И я зайду. Выберу время, когда он должен был быть на работе. Открою дверь своим ключом и окликну его. Никого. На вешалке – две мои летние куртки, внизу – три пары туфель. Я скину ботинки и – в комнату. Там чисто так: ни пылинки. Открою шкаф, а там мои вещи висят. Как будто я ушла не год назад, а сегодня утром. Так же висят, когда тогда висели. А на кухонном столе – две чашки. Его и моя. Все как было – так он сказал. И я опять уйду. И ключи в почтовый ящик не брошу. На всякий случай. Вдруг он свой потеряет? А у меня есть.

Слишком много слов

– Вас комары еще не съели?

Илья Борисович вздрогнул и поднял глаза. Доспехов стоял буквально в шаге от него, чуть позади – Бойцова, Рублев, фотограф и Свайбер, с котом, разложенным на шее как меховой воротник. На траве сидел Родион Ряхин с фляжкой, рядом с ним – Солярский с блокнотом. «Расположились как актеры на сцене», – подумал Илья Борисович.

– Вас я не звал! – он обращался к Солярскому, но тот смотрел в сторону. – Юрий, это я вам.

– Уважаемый Илья Борисович, не лишайте меня такой возможности! Вы мне интересны. Вы сложный человек, о котором мало что известно! Загадочный герой! Разрешите мне остаться!

– Черт с вами, оставайтесь. Я прошу всех присесть.

– А я уже сижу, – пьяным голосом протянул Ряхин и неприятно хохотнул.

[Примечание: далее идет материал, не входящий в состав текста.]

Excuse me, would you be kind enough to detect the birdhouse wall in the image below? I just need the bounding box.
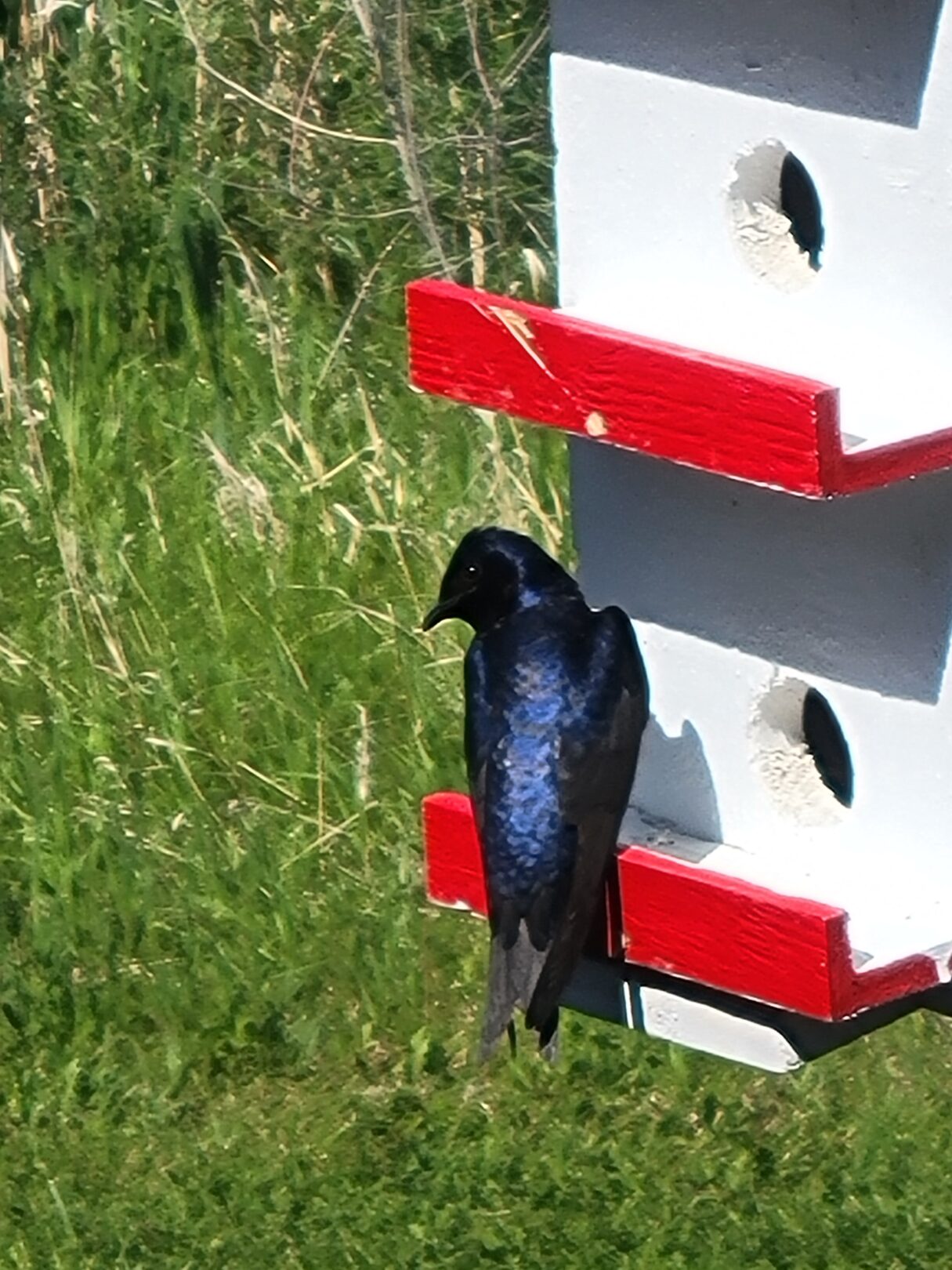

Остальные молча расселись на пеньках.

– Сейчас вы, как в детективах Агаты Кристи, расскажете нам, кто убийца и как вы раскрыли дело? – спросил фотограф и приготовился слушать.

– В герметичных детективах Агаты Кристи! – уточнил Солярский и занес ручку над блокнотом.

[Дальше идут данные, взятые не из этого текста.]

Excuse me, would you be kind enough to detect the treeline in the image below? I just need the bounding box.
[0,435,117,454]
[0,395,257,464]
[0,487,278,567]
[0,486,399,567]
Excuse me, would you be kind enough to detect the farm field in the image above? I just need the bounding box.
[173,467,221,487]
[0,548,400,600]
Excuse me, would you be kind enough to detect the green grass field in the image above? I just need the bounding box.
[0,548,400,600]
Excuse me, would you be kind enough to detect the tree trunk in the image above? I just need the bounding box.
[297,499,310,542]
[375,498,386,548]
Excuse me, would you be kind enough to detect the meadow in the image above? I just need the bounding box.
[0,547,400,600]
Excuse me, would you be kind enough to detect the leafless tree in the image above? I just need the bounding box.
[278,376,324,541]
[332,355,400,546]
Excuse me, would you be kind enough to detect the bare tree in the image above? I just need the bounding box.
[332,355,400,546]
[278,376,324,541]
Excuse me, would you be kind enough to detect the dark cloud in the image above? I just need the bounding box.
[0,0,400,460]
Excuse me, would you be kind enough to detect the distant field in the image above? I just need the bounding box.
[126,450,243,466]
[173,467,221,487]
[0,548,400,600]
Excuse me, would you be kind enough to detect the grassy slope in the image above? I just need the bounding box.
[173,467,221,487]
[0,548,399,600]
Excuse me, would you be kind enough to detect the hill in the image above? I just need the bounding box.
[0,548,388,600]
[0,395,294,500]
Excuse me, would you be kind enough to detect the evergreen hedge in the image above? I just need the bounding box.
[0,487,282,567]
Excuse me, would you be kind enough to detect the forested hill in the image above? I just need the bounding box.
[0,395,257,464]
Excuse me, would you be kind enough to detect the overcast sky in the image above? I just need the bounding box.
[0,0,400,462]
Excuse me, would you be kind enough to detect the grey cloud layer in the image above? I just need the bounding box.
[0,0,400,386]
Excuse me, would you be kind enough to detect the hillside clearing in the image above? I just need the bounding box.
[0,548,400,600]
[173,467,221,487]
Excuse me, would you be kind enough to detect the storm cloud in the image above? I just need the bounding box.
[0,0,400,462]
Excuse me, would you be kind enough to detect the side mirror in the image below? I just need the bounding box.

Илья Борисович проигнорировал реплики, закрыл журнал с рассказами и отложил его в сторону. Он достал из сумки папку и блокнот.

– До того, как здесь удивительным образом вырубились все виды связи, – Илья Борисович многозначительно оглядел присутствующих, как будто пытался понять, кто из них поспособствовал его полной изоляции, – я получил заключение о вскрытии.

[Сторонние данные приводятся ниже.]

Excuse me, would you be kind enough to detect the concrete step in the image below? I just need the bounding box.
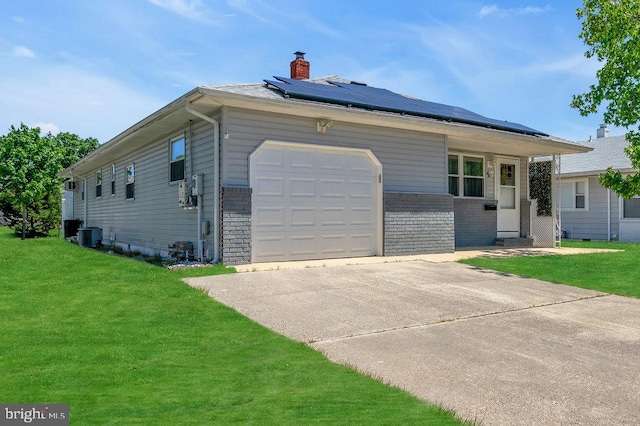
[495,237,533,247]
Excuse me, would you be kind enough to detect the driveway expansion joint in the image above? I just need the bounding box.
[304,293,613,345]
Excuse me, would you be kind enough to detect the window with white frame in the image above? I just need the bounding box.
[622,197,640,219]
[560,179,589,210]
[448,154,484,198]
[111,164,116,195]
[169,137,185,182]
[96,170,102,198]
[125,163,136,200]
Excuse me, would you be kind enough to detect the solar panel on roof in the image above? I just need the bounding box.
[264,76,548,136]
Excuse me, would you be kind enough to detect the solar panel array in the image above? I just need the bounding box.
[264,76,549,136]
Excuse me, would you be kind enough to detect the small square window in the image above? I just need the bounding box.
[125,163,136,200]
[111,164,116,195]
[447,154,484,198]
[169,137,185,182]
[560,180,588,210]
[622,198,640,219]
[96,170,102,197]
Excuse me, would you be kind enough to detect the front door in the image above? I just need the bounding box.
[496,157,520,238]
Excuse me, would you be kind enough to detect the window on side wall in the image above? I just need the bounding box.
[111,164,116,195]
[96,170,102,198]
[125,163,136,200]
[447,154,484,198]
[560,179,589,211]
[622,197,640,219]
[169,137,185,182]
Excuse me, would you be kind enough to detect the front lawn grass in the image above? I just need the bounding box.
[461,241,640,297]
[0,227,460,425]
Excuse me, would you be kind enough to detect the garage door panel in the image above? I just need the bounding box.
[319,206,347,227]
[289,177,316,197]
[318,178,348,198]
[252,147,286,168]
[254,176,285,197]
[250,142,381,262]
[349,207,376,229]
[349,180,375,198]
[289,207,317,227]
[255,207,285,228]
[288,151,317,173]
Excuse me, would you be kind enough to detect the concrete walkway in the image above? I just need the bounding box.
[230,246,618,272]
[188,248,640,425]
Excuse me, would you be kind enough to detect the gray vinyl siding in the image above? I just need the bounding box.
[562,176,619,241]
[222,108,447,194]
[74,121,219,256]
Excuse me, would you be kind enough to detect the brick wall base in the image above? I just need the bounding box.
[220,187,251,265]
[384,192,455,256]
[454,198,498,247]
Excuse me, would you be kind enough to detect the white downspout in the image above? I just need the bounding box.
[184,102,220,263]
[607,189,611,241]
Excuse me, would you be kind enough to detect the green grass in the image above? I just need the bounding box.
[0,228,460,425]
[461,241,640,297]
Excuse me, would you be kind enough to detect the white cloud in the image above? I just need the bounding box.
[147,0,217,25]
[0,64,165,142]
[227,0,280,28]
[522,54,600,77]
[29,122,60,136]
[478,4,553,19]
[13,46,36,58]
[478,4,500,18]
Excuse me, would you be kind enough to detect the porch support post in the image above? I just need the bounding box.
[551,154,562,247]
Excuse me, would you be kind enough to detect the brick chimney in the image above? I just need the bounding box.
[291,52,310,80]
[596,124,609,138]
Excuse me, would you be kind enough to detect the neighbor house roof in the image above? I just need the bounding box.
[560,136,633,175]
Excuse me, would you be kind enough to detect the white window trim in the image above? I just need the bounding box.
[124,161,136,201]
[558,178,589,212]
[96,169,103,198]
[618,196,640,222]
[109,163,118,197]
[447,152,487,200]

Он выдержал небольшую паузу и продолжил.

– Специалисты считают, что отравляющее вещество – кстати говоря, это был метанол – попало в организм Артура Князева уже после того, как наступила смерть. Удивительно, правда? И этот факт наводит на множество разных мыслей… Зачем дважды убивать человека? Зачем убивать того, кто уже мертв?

– Жить надо так, чтобы тебя не хотелось убить дважды, это точно… – задумчиво проговорил Ряхин.

– Сначала я искал нестыковки в ваших историях. Потом я понял, что нестыковок слишком много, и опираться на них нельзя. У каждого здесь своя версия. И слишком много слов. Тогда я начал искать, где вы сходитесь. Общее в ваших рассказах. И знаете что?.. – Илья Борисович посмотрел в глаза каждому.

– Что? – мрачно спросил Ряхин.

– Вы все намекали мне, что убийца – Егор Рублев. А кто-то прямо говорил, что подозревает его…

На этих словах Рублев огляделся и сцепил руки.

– Вы все подсовывали мне улики. Я оказался просто завален ими. Вы сделали все, чтобы меня запутать. Чтобы я ходил кругами по этому чертовому парку и ломал себе голову, ища ответы на вопросы, которые вообще не имеют отношения к делу. Мне подсунули выписку со счета убитого, из которой стало ясно, что кто-то сделал две покупки в магазине «Пятерочка» уже после того, как Князев был убит. Сначала я решил, что это, конечно, кто-то из писателей.

– Почему вы так решили? – тихо спросил Доспехов. – Думаете, человек нуждающийся будет воровать с большей вероятностью, чем человек вполне благополучный?

– Да он давно поставил на нас крест! – снова хохотнул Ряхин. – Я бы в жизни не прикоснулся к этим грязным деньгам!

Он показательно сплюнул на землю.

– К счастью, карточка нашлась, – Илья Борисович медленно вынул из сумки толстую книгу, раскрыл, и из книги выпала черная банковская карта.

– Я ее нашел! – захрипел Котов. – Нашел карточку и решил потратить немного. Булка, сосиски, может, немного пива. Он бы даже не заметил! Вы знаете, как дешево они ценят мою работу?! Я хотел положить ее назад. Не помню, как она оказалась в альбоме с моим творчеством. Я просто забыл про нее. После всего…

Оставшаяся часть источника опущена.